The Oath Keepers Are Patrolling The Roofs In Ferguson With Guns
There is a new brand of vigilante justice in Ferguson, Missouri, and they go by the name of the Oath Keepers. The group has taken to the roofs of the town in order to keep the peace and fulfill their mission "to support and defend the Constitution against all enemies, foreign and domestic." But their presence has met with concern from both police officers and residents, who remain somewhat unclear as to who exactly the Oath Keepers are, and why they are patrolling Ferguson's roofs with guns.
Initially, some believed that these men, who wore military fatigues and were armed, might be members of the Ku Klux Klan, or some other radical organization whose presence would only add fuel to the already burning fires of the post-Darren Wilson landscape of the St. Louis suburb. But the Oath Keepers are not the Ku Klux Klan. Instead, they are a 35,000-strong contingency of "current and formerly serving military, reserves, National Guard, veterans, Peace Officers, and Fire Fighters" who have taken an oath to defend the Constitution.
Founded in 2009 by Yale Law School graduate and former Ron Paul aide Stewart Rhodes, the group has taken to Ferguson in order to defend against what Rhodes describes as an "overly militarized police." The group was first noticed earlier in the week by concerned home and business owners, but were initially allowed to stay after being questioned by police. However, following increased media attention surrounding their presence, law enforcement officials reneged on their initial offer, and threatened to arrest them for operating without a license.
The group left their voluntary posts on Saturday, but Rhodes says that they would return as protestors in the days following. The group's founder told the St. Louis Dispatch that he was disappointed with the way in which local, state and federal officials handled the situation, particularly following the announcement that Darren Wilson would not be charged with any crimes associated with Mike Brown's death. Said Rhodes,
We thought they were going to do it right this time. But when Monday rolled around and they didn’t park the National Guard at these businesses, that’s when we said we have got to do something. Historically, the government almost always fails to protect people.
Sam Andrews, a former Defense Department contractor, concurs with this view, and has been involved in "recruit[ing] and organiz[ing] private security details for businesses in Ferguson," according to the New York Times. Andrews attributes the motivations of many of these civilian militia men to a number of different sources, but told the Times,
I think in most of them, there’s probably something that they probably don’t even recognize: that we have a moral obligation to protect the weakest among us. When we see these violent people, these arsonists and anarchists, attacking, it just pokes at you in a deep place.

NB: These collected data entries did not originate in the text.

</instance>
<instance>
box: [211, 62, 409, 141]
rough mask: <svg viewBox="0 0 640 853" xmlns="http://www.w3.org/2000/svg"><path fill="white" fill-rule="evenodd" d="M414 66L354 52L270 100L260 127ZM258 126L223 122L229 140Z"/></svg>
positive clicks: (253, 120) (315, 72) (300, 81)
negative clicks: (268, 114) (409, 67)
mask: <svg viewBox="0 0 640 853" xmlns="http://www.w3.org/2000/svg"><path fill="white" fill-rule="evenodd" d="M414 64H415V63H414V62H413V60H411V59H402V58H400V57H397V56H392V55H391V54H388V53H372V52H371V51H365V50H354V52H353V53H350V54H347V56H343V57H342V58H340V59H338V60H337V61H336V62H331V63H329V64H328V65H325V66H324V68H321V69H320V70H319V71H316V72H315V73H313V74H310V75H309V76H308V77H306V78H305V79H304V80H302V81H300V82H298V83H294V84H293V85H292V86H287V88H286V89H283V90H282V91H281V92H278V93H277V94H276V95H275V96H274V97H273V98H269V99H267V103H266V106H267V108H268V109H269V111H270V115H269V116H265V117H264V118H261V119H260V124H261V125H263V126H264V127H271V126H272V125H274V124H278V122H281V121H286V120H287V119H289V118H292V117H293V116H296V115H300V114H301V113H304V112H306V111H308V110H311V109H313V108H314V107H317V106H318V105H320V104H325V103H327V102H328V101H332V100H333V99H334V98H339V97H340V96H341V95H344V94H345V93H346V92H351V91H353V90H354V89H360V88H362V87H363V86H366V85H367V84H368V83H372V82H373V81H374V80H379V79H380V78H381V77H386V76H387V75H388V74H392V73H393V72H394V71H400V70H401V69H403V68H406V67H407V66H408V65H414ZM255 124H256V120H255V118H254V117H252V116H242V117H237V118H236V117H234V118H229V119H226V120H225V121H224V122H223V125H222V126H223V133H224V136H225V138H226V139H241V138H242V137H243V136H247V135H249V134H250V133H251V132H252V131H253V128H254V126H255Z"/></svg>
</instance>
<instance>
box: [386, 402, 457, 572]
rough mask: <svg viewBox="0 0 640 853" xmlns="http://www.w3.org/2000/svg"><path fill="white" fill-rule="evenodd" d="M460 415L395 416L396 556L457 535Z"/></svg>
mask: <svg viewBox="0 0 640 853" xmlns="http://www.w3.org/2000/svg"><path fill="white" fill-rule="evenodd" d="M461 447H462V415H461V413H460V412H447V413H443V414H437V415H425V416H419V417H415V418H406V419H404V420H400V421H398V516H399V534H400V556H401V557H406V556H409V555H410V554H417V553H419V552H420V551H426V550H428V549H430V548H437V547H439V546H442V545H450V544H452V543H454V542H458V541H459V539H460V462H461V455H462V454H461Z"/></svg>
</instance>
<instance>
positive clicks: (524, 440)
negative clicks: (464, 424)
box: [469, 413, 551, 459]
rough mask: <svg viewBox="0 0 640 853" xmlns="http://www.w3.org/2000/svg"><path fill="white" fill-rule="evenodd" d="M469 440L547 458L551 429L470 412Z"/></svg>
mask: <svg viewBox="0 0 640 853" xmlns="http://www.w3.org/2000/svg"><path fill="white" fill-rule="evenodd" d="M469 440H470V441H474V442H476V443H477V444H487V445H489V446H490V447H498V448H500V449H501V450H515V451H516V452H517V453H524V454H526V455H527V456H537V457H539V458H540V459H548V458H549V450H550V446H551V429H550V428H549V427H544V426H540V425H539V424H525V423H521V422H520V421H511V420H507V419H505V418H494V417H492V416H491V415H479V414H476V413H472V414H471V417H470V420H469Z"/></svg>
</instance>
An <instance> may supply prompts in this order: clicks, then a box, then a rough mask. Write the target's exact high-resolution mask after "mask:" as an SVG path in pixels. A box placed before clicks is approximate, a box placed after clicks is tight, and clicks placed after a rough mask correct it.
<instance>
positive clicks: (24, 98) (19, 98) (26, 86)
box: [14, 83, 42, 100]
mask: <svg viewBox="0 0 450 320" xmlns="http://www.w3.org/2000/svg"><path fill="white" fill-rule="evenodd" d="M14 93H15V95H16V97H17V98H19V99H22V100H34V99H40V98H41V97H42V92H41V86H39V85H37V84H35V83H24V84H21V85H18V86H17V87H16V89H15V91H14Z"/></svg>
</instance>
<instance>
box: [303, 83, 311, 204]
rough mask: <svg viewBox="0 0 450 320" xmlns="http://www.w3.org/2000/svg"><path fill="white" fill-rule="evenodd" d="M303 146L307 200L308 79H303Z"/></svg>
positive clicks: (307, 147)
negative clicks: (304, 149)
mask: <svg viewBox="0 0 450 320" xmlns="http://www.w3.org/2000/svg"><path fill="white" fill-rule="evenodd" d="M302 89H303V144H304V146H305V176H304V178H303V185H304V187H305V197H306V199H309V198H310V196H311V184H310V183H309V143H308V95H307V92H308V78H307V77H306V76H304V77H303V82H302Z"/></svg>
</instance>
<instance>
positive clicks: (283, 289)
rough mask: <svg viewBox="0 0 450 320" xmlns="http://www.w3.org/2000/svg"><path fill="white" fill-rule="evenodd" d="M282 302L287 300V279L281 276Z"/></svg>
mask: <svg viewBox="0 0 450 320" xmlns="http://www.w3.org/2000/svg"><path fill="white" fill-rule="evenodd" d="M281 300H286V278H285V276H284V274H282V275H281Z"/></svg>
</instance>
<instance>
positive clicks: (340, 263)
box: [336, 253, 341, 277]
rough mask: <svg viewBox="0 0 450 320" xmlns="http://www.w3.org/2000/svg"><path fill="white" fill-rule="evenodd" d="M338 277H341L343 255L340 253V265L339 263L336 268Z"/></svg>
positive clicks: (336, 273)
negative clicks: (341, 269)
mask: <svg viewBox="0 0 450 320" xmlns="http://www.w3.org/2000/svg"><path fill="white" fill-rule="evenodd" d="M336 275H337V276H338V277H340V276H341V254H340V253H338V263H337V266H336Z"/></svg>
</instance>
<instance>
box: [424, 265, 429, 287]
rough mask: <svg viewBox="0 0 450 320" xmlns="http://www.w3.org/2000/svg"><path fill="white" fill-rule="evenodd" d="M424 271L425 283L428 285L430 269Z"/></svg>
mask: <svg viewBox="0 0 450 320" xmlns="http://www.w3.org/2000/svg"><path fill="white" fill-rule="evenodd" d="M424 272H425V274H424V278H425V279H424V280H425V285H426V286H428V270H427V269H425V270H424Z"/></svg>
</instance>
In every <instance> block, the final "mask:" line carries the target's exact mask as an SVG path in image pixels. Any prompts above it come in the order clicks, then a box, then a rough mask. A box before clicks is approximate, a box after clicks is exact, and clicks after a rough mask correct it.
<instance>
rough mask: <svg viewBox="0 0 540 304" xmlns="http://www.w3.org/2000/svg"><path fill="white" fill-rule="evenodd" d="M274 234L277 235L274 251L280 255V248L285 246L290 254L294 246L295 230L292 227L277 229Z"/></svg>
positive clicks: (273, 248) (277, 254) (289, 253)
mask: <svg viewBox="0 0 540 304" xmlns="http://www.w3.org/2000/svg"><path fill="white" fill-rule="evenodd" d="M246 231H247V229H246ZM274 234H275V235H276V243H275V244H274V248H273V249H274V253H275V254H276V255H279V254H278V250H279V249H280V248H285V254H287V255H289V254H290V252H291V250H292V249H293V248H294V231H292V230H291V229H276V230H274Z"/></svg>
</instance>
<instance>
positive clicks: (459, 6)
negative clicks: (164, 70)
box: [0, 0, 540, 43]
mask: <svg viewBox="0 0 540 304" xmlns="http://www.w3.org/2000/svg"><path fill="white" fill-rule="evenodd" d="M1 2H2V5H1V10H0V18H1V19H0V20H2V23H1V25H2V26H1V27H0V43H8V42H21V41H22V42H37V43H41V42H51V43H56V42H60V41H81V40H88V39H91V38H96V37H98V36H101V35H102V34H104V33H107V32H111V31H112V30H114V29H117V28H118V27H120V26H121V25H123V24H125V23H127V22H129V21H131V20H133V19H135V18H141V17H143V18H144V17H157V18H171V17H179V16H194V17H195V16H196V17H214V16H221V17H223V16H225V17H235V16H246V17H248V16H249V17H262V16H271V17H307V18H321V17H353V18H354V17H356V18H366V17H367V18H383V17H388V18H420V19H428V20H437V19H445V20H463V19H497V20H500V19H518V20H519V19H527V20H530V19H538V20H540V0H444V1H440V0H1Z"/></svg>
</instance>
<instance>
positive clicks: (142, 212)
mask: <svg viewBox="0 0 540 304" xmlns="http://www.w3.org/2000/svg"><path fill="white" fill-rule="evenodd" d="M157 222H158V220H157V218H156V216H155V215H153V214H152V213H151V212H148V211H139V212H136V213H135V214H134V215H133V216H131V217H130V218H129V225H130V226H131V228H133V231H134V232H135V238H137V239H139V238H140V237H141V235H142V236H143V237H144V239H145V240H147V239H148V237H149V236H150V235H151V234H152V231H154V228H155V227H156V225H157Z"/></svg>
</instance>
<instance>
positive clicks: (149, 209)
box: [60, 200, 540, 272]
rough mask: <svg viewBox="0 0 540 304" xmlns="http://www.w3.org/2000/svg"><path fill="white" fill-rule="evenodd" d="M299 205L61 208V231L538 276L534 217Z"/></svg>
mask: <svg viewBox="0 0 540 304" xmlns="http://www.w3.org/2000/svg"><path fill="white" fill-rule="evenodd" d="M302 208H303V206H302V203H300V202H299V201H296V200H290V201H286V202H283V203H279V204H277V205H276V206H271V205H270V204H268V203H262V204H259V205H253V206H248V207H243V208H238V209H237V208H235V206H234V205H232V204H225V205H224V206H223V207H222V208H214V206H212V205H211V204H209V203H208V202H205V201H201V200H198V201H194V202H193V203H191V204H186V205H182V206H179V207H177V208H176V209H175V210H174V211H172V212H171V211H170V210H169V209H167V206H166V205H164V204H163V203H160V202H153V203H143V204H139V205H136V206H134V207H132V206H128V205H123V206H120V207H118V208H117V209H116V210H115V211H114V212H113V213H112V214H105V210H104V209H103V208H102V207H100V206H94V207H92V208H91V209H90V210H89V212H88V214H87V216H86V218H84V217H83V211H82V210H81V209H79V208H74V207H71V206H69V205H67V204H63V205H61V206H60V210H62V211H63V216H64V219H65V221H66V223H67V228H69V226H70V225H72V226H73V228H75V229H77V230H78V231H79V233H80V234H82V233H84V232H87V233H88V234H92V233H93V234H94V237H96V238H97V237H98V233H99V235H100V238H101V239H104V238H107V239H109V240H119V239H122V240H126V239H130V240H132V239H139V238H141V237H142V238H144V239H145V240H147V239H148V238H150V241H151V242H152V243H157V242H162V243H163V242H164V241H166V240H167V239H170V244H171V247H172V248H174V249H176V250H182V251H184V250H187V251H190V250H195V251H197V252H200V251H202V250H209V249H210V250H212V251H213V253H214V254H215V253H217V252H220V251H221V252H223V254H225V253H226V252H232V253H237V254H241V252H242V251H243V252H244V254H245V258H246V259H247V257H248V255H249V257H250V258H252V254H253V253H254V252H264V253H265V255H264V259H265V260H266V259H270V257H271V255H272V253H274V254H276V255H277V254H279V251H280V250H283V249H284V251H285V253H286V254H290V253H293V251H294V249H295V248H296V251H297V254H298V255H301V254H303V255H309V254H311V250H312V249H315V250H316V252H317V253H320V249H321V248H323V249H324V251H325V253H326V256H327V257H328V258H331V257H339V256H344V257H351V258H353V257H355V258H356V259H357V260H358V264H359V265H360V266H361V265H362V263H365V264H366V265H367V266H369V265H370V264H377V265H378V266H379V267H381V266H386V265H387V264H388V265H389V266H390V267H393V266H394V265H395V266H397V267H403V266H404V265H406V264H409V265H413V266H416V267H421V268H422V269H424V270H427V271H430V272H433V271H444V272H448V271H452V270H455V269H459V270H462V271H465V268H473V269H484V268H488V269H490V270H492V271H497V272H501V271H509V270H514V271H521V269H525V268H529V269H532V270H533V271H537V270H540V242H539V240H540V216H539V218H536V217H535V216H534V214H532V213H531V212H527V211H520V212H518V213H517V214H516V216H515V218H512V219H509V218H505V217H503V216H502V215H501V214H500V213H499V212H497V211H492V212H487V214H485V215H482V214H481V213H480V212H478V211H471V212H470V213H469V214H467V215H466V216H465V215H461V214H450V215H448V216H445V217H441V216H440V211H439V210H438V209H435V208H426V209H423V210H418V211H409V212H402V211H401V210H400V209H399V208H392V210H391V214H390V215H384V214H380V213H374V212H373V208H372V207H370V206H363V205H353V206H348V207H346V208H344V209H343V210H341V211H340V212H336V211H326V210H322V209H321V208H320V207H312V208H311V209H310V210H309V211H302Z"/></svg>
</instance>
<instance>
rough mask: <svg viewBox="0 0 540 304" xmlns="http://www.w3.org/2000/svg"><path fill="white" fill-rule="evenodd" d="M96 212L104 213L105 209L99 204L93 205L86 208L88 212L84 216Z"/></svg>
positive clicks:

Andrews did not disclose the number of people involved in the Oath Keepers' efforts, saying only that they numbered "more than five, less than 500." He also noted that the demographics of the volunteers are 80 percent men, 80 percent white, and 10 percent black. According to the Post-Dispatch, individuals traveled from states as far away as Nebraska, Texas and Indiana, though some locals also participated.
The group purports to be non-partisan, and has made its mission in Ferguson to keep protestors safe. Other than standing guard on Ferguson roofs, the Oath Keepers have also helped residents board up windows, and provided water and fire extinguishers to particularly incendiary or high-risk areas of the town. Volunteer John Karriman of Joplin, Missouri told the International Business Times, "We are here to volunteer our time and make sure everybody stays safe," and noted that his regret was that the group could not have made an appearance sooner.
The group itself has a strange history and has never been fully understood by various media outlets that have attempted to create a profile on the Oath Keepers. In 2010, Mother Jones ran an in-depth piece covering the group's actions and their motivations, and found that membership ranged from Ivy League educated intellectuals (like their founder), to serious conspiracy theorists with a great distrust of the government. As Justine Sharrock wrote for the magazine,
In the months I’ve spent getting to know the Oath Keepers, I’ve toggled between viewing them either as potentially dangerous conspiracy theorists or as crafty intellectuals with the savvy to rally politicians to their side. The answer, I came to realize, is that they cover the whole spectrum.
Rhodes told the Times that he is careful to screen potential volunteers, particularly those who travel to areas like Ferguson to be part of the frontline of defense. Said Rhodes, "I don’t want any racists in my group. I don’t want any people who want to visit violence on any group. I only want professionals with real credentials that can be verified and have experience in dealing with violence."
Regardless of who exactly the Oath Keepers are, their appearance and indeed, their acceptance by Ferguson residents speaks volumes to the perceived continued failures of local and statewide government to protect their citizenry. As David Vo, a restaurant owner in Ferguson told the Times, "When they’re here, there’s definitely a weight lifted off of our shoulders. I’d be lying if I said otherwise."